Najeeb Parvez1,2* and Mudarris MSA1
1Faculty of Marine Sciences, King Abdulaziz University, Jeddah, Saudi Arabia
2Department of Applied Aquaculture, Barkatullah University, Bhopal, India
*Corresponding Author: Najeeb Parvez, Faculty of Marine Sciences, King Abdulaziz University, Jeddah, Saudi Arabia, Tel: 6315122636 Email:

Abstract

Bacterial Hemorrhagic Septicemia (BHS) was found affecting Cyprinus carpio and Channa striatus. Bacteriological examination and artificial infection trials were carried out on these fishes. Hematological examination showed substantial decline in the number of erythrocytes and lymphocytes, increase in the number of granulocytes and significant loss in the amount of hemoglobin. Histopathological examination suggested that the affected part of the skin had got completely destroyed.
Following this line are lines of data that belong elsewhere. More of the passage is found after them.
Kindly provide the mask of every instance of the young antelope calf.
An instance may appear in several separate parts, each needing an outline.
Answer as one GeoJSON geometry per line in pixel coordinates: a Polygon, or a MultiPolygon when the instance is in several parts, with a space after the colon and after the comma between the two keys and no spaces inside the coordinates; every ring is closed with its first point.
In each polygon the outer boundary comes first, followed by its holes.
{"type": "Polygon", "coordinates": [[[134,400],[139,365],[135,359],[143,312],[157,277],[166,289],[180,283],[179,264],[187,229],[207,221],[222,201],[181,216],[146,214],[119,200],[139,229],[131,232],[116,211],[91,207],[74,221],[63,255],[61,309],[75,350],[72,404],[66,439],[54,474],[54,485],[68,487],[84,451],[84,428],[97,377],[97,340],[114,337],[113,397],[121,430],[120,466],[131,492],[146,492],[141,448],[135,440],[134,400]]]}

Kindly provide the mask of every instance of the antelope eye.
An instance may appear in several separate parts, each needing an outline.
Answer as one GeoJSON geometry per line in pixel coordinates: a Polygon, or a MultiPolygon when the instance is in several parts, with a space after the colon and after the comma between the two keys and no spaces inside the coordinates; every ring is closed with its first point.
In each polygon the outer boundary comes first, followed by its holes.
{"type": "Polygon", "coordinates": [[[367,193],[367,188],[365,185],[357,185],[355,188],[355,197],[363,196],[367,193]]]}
The peripheral area of the liver showed loosening of tissue and cell distension. There was complete shrinkage in all the components of kidney and glomeruli appeared smaller in size than healthy ones. Artificially infected specimens of C. carpio and C. striatus were treated with 20 ppm and 30 ppm chloramphenicol solution and oxytetracycline @ 50 and 60 mg/kg of feed for 20 and 30 days respectively. The results of this work indicated that Aeromonas hydrophila and Pseudomonas fluorescens were the etiological agents for this disease.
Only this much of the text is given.